Decamillionaires and--this gives me a chance to coin the following terms--double-decamillionaires and triple-decamillionaires invest differently from the mass affluent, Snyder says. So they have different reporting needs from the mass affluent with net worths of $5 million or less. For instance, the average person on PCR Insight, who is worth $30 million, allocates about 30% of his wealth to listed stocks, 10% to 12% to fixed income, and a whopping 22% to alternatives.
Here's an actual alternative-investment issue that comes up for the super-wealthy. "Say you were going to invest in my friend Jerry's hospice rollup project," says Snyder. "Jerry has raised $60 million from wealthy people to buy mom-and-pop hospices. He did the same thing with graveyards a while back.
"First, he starts just with a commitment, which is recorded in PCR as a liability on the investor's balance sheet while he finds the hospices to buy," explains Snyder. "Four months later, Jerry asks each investor to send $500,000 because he just bought three hospices. When that transaction occurs, that liability on our system becomes an asset representing equity ownership in that hospice deal."
Complicating the accounting down the road, Snyder says Jerry will have the hospices revalued, and may tell investors the shares bought at $10 are now worth $25, and that the stock is splitting three for one. But working with capital calls and all the complications posed by alternative investments is not the great strength of the portfolio management systems currently used by advisory firms. PCR has been engineered from the start to do this, Snyder says.
Just the Start
Gathering the data and inputting it into PCR is done several ways at the company's Wilton, Connecticut, office. Snyder says PCR gathers data now from a total of about 400 record-keepers. Data from about 200 institutions--hedge fund managers, general partners of oil and gas ventures, commodities pools, and real estate deals--is manually gathered by mail, phone, or fax. In addition, the system is fed by electronic interfaces with about 100 custodians. Finally, another 100 or so unique assets are inputted manually representing an eclectic assemblage of items such as artwork, airplanes, and farms.
Snyder says that PCR's devotion to delivering accurate, timely information to the high-wealth individual is what makes his company unique. Snyder believes that technology companies like StatementOne, Investigo, Yodlee!, CashEdge, Schwab PTI, Advent, and ByAllAccounts are not interested in doing what PCR is doing. "We do not compete with them," he says. In fact, Snyder says he "in discussions" with two such technology companies about using their "pipes" to feed PCR with data. "All we want to do is gather the data," he says, "and we don't care if we need to use Advent or other aggregators to do some of it, as long as it helps us bring all the data together efficiently."

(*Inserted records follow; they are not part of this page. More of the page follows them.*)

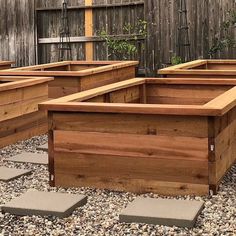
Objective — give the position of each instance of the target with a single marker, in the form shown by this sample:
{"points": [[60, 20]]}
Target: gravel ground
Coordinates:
{"points": [[100, 215]]}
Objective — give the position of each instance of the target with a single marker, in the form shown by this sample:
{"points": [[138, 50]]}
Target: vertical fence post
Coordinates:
{"points": [[88, 30]]}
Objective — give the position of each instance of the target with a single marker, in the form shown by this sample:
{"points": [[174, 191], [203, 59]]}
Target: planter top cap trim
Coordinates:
{"points": [[6, 62], [101, 66], [191, 68], [74, 103], [10, 83]]}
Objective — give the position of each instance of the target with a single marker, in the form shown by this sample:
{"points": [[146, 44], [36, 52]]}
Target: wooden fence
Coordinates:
{"points": [[29, 29]]}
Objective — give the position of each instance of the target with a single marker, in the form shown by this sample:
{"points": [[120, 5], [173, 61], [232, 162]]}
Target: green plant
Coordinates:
{"points": [[175, 60], [125, 47], [226, 40]]}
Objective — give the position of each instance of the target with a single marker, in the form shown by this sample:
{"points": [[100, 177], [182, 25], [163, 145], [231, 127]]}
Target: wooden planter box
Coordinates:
{"points": [[19, 115], [225, 69], [6, 64], [144, 135], [75, 76]]}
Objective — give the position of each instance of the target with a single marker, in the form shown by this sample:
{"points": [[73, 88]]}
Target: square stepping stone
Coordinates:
{"points": [[44, 204], [8, 174], [43, 147], [27, 157], [181, 213]]}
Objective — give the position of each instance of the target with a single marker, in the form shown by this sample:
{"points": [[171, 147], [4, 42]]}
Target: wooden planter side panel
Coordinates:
{"points": [[224, 140], [62, 86], [5, 67], [141, 153], [21, 101], [22, 127], [66, 85], [183, 94], [108, 77]]}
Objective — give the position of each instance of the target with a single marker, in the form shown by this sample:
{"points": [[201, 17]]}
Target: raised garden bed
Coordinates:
{"points": [[5, 65], [19, 115], [75, 76], [144, 135], [202, 68]]}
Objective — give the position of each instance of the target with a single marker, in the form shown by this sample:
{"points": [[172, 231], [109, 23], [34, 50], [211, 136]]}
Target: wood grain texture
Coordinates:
{"points": [[69, 81], [19, 115]]}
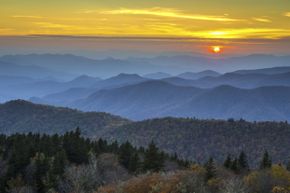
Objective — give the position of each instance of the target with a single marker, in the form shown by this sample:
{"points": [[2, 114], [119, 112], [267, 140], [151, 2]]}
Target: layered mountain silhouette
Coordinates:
{"points": [[159, 99], [20, 116]]}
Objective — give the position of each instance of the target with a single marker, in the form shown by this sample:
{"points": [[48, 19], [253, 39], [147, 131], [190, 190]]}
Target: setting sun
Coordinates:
{"points": [[216, 49]]}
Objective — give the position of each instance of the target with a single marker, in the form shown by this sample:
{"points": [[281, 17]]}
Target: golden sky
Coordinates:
{"points": [[209, 19]]}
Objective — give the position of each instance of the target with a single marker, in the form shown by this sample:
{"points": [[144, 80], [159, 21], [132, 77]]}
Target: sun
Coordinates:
{"points": [[216, 49]]}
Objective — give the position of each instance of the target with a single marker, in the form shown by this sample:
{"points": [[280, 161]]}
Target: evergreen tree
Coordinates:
{"points": [[210, 169], [243, 162], [266, 161], [228, 162], [235, 166], [153, 160], [134, 163], [125, 154], [288, 166]]}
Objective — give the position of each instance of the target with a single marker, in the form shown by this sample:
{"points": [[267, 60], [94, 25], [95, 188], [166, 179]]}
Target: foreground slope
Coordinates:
{"points": [[21, 116], [199, 139]]}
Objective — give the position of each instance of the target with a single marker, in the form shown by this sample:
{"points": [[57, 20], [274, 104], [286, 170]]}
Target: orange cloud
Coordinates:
{"points": [[167, 12], [265, 20]]}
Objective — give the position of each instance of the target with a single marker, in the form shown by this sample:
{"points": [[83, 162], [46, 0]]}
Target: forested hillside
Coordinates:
{"points": [[69, 163], [192, 139], [200, 139]]}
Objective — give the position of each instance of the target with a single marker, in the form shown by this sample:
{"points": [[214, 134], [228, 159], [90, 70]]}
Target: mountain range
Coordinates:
{"points": [[191, 138], [64, 66]]}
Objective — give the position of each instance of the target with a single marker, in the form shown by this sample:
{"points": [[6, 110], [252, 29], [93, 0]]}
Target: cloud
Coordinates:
{"points": [[28, 17], [264, 20], [287, 14], [51, 25], [166, 12], [246, 33]]}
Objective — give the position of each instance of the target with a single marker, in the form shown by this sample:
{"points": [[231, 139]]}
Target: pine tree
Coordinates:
{"points": [[228, 162], [210, 169], [153, 160], [235, 166], [266, 161], [243, 162], [288, 166], [134, 163], [125, 154]]}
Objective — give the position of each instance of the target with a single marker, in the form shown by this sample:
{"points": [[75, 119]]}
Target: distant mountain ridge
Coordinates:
{"points": [[167, 64], [159, 99], [20, 116]]}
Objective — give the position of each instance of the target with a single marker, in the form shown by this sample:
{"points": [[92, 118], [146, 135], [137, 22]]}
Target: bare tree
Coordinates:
{"points": [[81, 179], [235, 185]]}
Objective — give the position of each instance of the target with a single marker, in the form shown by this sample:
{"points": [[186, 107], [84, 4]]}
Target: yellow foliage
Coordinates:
{"points": [[280, 172], [278, 189]]}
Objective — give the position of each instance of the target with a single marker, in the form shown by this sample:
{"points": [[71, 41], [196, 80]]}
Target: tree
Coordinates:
{"points": [[266, 161], [134, 163], [228, 162], [126, 152], [235, 166], [243, 162], [153, 159], [288, 166], [210, 169], [235, 185]]}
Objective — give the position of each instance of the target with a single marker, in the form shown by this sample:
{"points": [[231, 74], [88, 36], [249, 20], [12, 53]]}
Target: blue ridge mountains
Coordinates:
{"points": [[252, 94]]}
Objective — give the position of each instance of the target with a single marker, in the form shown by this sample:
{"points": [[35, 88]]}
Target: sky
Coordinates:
{"points": [[145, 26]]}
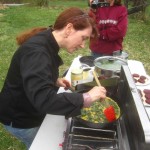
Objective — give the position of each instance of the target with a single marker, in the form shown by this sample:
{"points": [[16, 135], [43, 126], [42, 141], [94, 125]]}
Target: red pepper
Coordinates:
{"points": [[110, 113]]}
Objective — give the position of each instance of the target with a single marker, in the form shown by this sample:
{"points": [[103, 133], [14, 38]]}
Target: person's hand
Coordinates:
{"points": [[97, 93], [62, 82], [90, 1]]}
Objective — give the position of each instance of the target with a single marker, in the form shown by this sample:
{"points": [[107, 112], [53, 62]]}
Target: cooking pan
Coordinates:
{"points": [[96, 125]]}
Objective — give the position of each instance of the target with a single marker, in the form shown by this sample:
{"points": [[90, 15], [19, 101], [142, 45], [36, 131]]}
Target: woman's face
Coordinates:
{"points": [[76, 39]]}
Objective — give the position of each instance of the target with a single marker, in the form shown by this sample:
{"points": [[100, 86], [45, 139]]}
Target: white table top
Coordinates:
{"points": [[50, 134]]}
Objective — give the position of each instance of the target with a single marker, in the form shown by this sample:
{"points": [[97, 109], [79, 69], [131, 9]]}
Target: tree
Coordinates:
{"points": [[42, 3]]}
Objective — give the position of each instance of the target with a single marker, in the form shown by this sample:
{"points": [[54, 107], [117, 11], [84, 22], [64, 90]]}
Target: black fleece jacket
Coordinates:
{"points": [[29, 91]]}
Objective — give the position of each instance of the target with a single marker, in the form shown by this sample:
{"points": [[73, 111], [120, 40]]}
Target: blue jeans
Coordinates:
{"points": [[25, 135]]}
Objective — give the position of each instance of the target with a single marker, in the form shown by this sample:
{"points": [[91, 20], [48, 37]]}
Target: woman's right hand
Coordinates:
{"points": [[97, 93]]}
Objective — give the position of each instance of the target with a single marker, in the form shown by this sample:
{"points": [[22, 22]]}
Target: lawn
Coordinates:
{"points": [[13, 20]]}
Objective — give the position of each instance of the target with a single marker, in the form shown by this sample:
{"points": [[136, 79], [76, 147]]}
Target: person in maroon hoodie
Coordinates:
{"points": [[112, 22]]}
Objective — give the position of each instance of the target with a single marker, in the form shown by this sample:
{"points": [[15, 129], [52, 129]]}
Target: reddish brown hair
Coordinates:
{"points": [[117, 2], [76, 16]]}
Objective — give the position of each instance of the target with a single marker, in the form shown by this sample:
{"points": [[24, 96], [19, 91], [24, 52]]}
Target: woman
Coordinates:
{"points": [[30, 88], [112, 27]]}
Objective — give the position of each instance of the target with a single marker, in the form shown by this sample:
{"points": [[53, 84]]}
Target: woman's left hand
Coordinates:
{"points": [[62, 82]]}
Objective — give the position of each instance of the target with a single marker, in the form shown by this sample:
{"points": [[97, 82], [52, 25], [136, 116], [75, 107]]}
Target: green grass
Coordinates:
{"points": [[13, 20]]}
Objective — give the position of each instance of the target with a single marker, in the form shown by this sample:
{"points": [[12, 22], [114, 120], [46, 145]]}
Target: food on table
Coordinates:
{"points": [[109, 113], [95, 113], [139, 78], [146, 90], [136, 75], [145, 95], [147, 101]]}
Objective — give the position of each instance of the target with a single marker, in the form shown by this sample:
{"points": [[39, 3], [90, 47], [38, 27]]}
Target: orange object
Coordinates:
{"points": [[109, 113]]}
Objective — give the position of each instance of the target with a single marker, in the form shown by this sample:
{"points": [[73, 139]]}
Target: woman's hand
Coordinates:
{"points": [[62, 82], [97, 93]]}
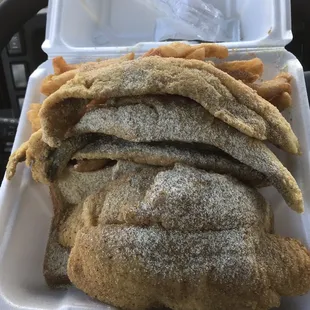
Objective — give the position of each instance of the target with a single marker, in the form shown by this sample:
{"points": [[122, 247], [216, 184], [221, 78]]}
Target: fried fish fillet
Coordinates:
{"points": [[198, 255], [224, 97], [177, 119], [47, 164], [54, 81]]}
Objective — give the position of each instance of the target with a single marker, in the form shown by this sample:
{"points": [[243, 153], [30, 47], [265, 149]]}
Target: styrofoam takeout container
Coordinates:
{"points": [[25, 206]]}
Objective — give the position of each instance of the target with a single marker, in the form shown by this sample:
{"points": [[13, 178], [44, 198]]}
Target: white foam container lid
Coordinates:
{"points": [[25, 206]]}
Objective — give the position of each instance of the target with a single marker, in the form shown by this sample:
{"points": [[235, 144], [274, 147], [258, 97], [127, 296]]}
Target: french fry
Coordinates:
{"points": [[248, 71], [33, 116]]}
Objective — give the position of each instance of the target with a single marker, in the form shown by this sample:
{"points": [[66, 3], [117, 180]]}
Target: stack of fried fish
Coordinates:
{"points": [[153, 165]]}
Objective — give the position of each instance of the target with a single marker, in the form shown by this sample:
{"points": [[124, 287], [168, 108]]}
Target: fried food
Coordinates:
{"points": [[248, 71], [180, 119], [49, 164], [182, 50], [282, 101], [16, 157], [226, 98], [90, 165], [276, 91], [33, 116], [54, 81], [193, 240]]}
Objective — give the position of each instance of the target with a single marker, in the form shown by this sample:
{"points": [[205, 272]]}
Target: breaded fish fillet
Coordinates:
{"points": [[171, 119], [184, 239], [224, 97]]}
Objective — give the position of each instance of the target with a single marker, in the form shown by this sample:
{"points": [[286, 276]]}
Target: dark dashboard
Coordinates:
{"points": [[23, 54]]}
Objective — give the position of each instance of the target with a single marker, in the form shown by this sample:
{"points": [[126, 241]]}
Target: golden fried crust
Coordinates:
{"points": [[18, 156], [277, 91], [33, 116], [247, 71], [208, 270], [181, 120], [184, 239], [224, 97]]}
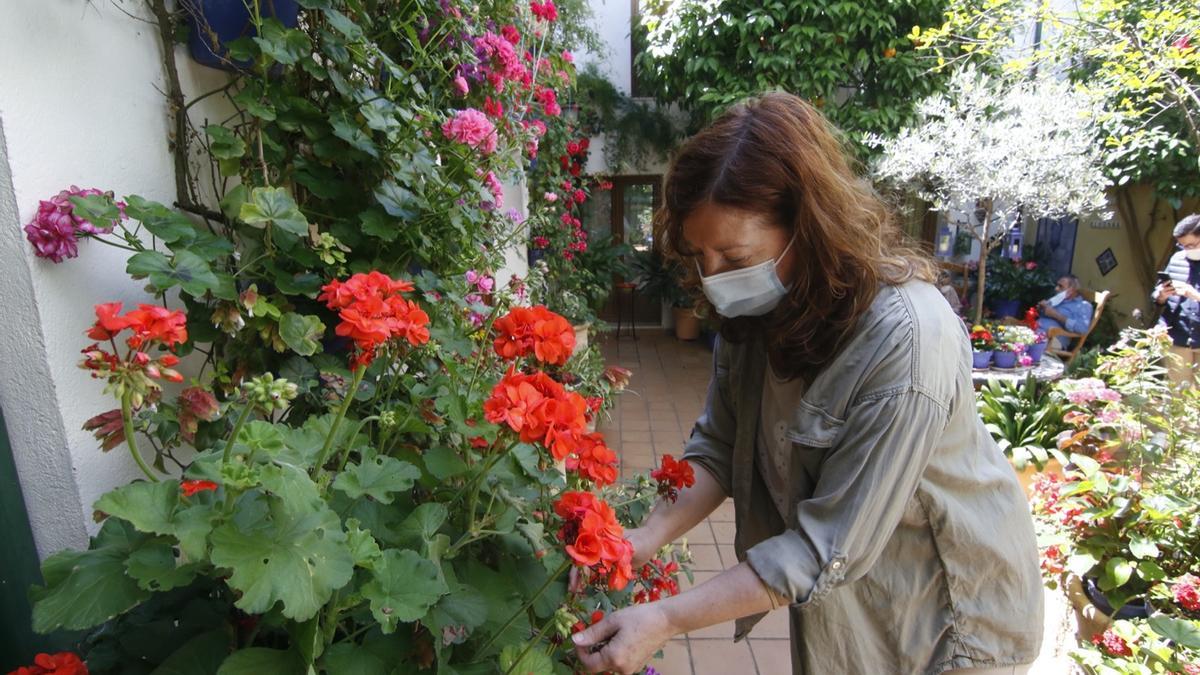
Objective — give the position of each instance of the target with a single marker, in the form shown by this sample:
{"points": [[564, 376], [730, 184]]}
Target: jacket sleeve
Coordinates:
{"points": [[865, 484], [711, 444], [1080, 317]]}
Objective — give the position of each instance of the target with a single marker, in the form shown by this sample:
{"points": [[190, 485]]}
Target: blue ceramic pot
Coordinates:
{"points": [[1036, 352], [228, 19], [1003, 359], [1006, 308], [981, 360]]}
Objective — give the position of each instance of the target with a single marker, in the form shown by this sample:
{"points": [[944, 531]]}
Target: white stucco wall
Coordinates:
{"points": [[81, 103]]}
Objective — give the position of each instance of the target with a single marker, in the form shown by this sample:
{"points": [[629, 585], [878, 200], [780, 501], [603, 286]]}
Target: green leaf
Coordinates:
{"points": [[403, 586], [149, 507], [443, 463], [397, 201], [1116, 573], [161, 221], [1143, 548], [378, 478], [283, 45], [1150, 571], [85, 589], [377, 223], [261, 661], [153, 565], [199, 656], [226, 144], [301, 333], [534, 662], [185, 269], [289, 554], [274, 205], [347, 658], [1182, 632]]}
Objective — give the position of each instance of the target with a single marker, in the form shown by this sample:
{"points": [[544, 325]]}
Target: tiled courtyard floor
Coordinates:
{"points": [[654, 417]]}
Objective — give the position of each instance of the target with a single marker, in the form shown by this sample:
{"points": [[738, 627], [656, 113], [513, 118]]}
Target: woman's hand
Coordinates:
{"points": [[643, 550], [624, 640]]}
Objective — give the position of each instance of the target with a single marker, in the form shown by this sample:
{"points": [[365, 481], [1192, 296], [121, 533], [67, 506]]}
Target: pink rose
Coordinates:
{"points": [[472, 127]]}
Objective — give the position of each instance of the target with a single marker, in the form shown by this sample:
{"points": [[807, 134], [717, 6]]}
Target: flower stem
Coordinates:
{"points": [[532, 643], [127, 422], [341, 413], [551, 579], [237, 430]]}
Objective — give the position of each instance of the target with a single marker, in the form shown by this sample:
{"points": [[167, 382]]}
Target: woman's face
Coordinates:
{"points": [[725, 238]]}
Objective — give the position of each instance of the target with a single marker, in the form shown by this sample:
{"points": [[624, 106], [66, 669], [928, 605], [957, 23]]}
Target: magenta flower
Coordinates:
{"points": [[55, 230], [472, 127]]}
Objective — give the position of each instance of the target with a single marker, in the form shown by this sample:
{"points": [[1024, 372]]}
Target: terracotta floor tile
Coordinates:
{"points": [[773, 657], [724, 531], [676, 658], [773, 626], [701, 533], [706, 559], [721, 657]]}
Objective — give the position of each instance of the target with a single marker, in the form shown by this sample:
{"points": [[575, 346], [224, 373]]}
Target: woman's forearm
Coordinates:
{"points": [[732, 593], [671, 520]]}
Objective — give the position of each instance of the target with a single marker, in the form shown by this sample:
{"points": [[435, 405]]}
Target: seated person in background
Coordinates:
{"points": [[1067, 309], [1177, 293], [945, 284]]}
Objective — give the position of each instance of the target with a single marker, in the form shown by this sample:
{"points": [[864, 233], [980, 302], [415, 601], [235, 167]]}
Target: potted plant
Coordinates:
{"points": [[982, 346], [660, 280]]}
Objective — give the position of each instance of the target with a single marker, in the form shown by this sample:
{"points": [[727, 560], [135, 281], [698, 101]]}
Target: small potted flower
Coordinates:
{"points": [[982, 345]]}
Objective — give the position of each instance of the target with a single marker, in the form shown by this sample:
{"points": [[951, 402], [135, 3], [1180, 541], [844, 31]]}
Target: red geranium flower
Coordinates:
{"points": [[673, 476], [190, 488], [373, 312], [63, 663], [537, 330]]}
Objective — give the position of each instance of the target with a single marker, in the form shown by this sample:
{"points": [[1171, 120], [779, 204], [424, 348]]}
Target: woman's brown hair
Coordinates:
{"points": [[778, 156]]}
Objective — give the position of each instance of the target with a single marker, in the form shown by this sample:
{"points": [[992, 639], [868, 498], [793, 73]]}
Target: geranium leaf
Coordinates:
{"points": [[301, 333], [353, 659], [85, 589], [292, 554], [1143, 548], [199, 656], [402, 587], [226, 144], [1185, 633], [147, 506], [377, 478], [274, 205], [534, 662], [261, 661], [153, 565]]}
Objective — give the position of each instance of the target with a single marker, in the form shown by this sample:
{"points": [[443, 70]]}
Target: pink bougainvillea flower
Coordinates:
{"points": [[472, 127]]}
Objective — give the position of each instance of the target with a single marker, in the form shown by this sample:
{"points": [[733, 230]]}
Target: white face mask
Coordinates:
{"points": [[751, 291]]}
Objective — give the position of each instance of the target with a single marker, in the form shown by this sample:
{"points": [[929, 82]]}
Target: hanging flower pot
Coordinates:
{"points": [[215, 23], [981, 360], [1003, 359]]}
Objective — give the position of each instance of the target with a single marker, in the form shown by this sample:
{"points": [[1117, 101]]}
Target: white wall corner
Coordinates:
{"points": [[28, 394]]}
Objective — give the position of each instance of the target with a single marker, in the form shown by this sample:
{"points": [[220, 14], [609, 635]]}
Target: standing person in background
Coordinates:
{"points": [[1177, 293], [870, 500], [1067, 310]]}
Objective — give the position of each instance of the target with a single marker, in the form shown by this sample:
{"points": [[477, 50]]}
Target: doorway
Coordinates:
{"points": [[627, 214]]}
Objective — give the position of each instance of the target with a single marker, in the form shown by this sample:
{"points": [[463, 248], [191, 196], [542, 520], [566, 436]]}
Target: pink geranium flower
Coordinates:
{"points": [[55, 230], [472, 127]]}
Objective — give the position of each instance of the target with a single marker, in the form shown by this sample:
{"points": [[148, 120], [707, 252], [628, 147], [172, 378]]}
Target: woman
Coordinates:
{"points": [[841, 419]]}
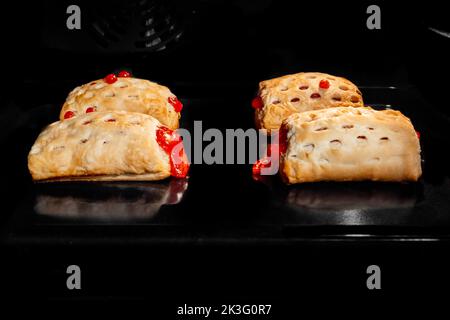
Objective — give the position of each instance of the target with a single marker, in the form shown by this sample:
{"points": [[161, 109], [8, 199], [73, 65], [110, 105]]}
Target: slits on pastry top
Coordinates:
{"points": [[280, 97], [101, 143], [125, 94], [350, 143]]}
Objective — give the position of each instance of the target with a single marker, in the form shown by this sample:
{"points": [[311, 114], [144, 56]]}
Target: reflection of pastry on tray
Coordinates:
{"points": [[280, 97], [349, 144], [108, 146], [352, 196], [124, 93], [108, 202]]}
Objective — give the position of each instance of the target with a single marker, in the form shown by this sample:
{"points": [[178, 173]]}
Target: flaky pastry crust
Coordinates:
{"points": [[126, 94], [349, 144], [299, 92], [99, 146]]}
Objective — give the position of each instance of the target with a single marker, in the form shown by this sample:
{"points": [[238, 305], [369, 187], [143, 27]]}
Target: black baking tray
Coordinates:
{"points": [[225, 203]]}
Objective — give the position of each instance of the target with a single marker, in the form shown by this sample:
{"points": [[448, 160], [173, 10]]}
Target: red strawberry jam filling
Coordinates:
{"points": [[324, 84], [69, 114], [274, 150], [172, 144], [264, 162]]}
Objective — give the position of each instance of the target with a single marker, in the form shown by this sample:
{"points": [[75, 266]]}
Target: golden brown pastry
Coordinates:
{"points": [[346, 143], [114, 145], [280, 97], [124, 94]]}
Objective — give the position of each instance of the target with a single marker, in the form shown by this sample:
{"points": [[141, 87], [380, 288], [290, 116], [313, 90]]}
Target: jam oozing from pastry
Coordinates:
{"points": [[124, 74], [282, 140], [257, 103], [110, 78], [69, 114], [177, 105], [179, 165], [324, 84], [264, 162], [172, 144]]}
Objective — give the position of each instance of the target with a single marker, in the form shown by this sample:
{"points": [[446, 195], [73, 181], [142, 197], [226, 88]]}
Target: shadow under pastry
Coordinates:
{"points": [[108, 202], [352, 203]]}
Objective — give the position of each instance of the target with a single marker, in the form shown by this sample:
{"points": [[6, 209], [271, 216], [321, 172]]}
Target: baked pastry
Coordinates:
{"points": [[124, 94], [346, 144], [114, 145], [280, 97]]}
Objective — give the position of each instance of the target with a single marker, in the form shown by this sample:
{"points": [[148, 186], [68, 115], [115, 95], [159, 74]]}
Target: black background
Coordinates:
{"points": [[226, 48]]}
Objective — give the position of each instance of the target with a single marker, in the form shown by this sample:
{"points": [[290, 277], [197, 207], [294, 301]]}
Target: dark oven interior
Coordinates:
{"points": [[213, 54]]}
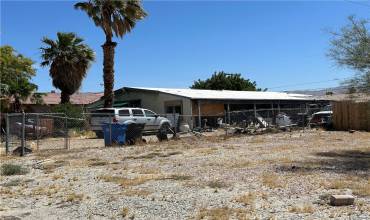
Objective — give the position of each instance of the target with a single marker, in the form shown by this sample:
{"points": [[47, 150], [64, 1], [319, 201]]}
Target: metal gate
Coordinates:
{"points": [[35, 131]]}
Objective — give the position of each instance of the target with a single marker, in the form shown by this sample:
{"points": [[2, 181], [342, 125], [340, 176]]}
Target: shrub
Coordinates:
{"points": [[12, 169]]}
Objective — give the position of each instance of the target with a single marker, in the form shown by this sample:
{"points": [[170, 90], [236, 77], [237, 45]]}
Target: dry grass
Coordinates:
{"points": [[217, 184], [205, 151], [57, 176], [247, 199], [124, 212], [305, 208], [96, 162], [126, 182], [240, 164], [179, 177], [136, 192], [8, 169], [272, 180], [358, 186], [153, 155], [74, 197], [224, 213]]}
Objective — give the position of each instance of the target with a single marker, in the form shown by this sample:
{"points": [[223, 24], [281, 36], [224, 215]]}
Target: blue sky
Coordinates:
{"points": [[277, 44]]}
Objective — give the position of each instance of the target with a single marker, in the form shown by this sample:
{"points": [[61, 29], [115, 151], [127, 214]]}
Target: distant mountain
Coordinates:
{"points": [[322, 92]]}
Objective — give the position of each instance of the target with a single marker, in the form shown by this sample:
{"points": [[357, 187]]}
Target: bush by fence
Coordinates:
{"points": [[351, 115]]}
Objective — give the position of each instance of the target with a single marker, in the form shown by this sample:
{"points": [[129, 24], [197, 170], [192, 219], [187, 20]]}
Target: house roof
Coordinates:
{"points": [[53, 98], [226, 94]]}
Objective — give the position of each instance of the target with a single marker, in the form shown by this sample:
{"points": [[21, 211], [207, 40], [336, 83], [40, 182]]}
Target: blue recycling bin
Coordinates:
{"points": [[114, 133]]}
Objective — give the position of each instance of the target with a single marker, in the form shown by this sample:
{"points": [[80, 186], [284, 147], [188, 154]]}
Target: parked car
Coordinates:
{"points": [[321, 119], [154, 124]]}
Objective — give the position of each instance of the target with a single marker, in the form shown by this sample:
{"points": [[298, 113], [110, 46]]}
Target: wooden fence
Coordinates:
{"points": [[349, 115]]}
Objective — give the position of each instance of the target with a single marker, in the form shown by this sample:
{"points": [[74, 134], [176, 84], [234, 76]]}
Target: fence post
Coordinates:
{"points": [[110, 128], [23, 140], [175, 123], [37, 130], [66, 132], [7, 134]]}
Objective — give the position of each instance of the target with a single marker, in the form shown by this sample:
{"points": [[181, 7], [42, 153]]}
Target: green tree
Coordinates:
{"points": [[226, 81], [112, 16], [351, 48], [15, 76], [69, 60]]}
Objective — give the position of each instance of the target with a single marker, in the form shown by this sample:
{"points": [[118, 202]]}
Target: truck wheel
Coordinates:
{"points": [[163, 131]]}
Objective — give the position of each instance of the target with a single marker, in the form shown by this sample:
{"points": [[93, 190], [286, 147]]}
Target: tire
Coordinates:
{"points": [[99, 134], [163, 131]]}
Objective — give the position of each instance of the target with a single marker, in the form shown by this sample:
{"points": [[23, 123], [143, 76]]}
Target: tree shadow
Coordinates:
{"points": [[356, 162]]}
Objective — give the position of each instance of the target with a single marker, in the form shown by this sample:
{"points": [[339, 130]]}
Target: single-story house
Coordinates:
{"points": [[52, 98], [194, 104]]}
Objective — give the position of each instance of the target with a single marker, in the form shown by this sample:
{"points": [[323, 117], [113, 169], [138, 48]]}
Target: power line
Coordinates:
{"points": [[358, 3], [309, 83]]}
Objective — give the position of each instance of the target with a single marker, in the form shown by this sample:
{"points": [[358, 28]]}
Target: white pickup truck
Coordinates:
{"points": [[154, 124]]}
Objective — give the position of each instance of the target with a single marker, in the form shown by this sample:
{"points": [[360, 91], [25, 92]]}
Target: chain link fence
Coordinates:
{"points": [[46, 131]]}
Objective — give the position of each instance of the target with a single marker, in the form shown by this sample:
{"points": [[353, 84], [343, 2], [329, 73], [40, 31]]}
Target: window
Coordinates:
{"points": [[137, 112], [125, 112], [149, 113]]}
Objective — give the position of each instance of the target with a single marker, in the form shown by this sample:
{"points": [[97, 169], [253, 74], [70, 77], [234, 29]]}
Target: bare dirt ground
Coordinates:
{"points": [[273, 176]]}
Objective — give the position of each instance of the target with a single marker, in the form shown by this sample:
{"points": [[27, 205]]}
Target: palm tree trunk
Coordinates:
{"points": [[108, 71], [64, 98], [17, 104]]}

What's to stop the technology platforms from adapting their platforms for collecting client data to Snyder's business model? "We are the leading authority on gathering information for and about high-wealth individuals," says Snyder. "We will do it better than anyone else--it's our niche. Why doesn't Coke make Merlot wine and why doesn't GM make cars that are as good as a Mercedes?"
"Companies that make money focus on delivering a set of products and services to a community of like-minded people, and our community of like-minded people are high-wealth advisors and, through them, their clients," says Snyder.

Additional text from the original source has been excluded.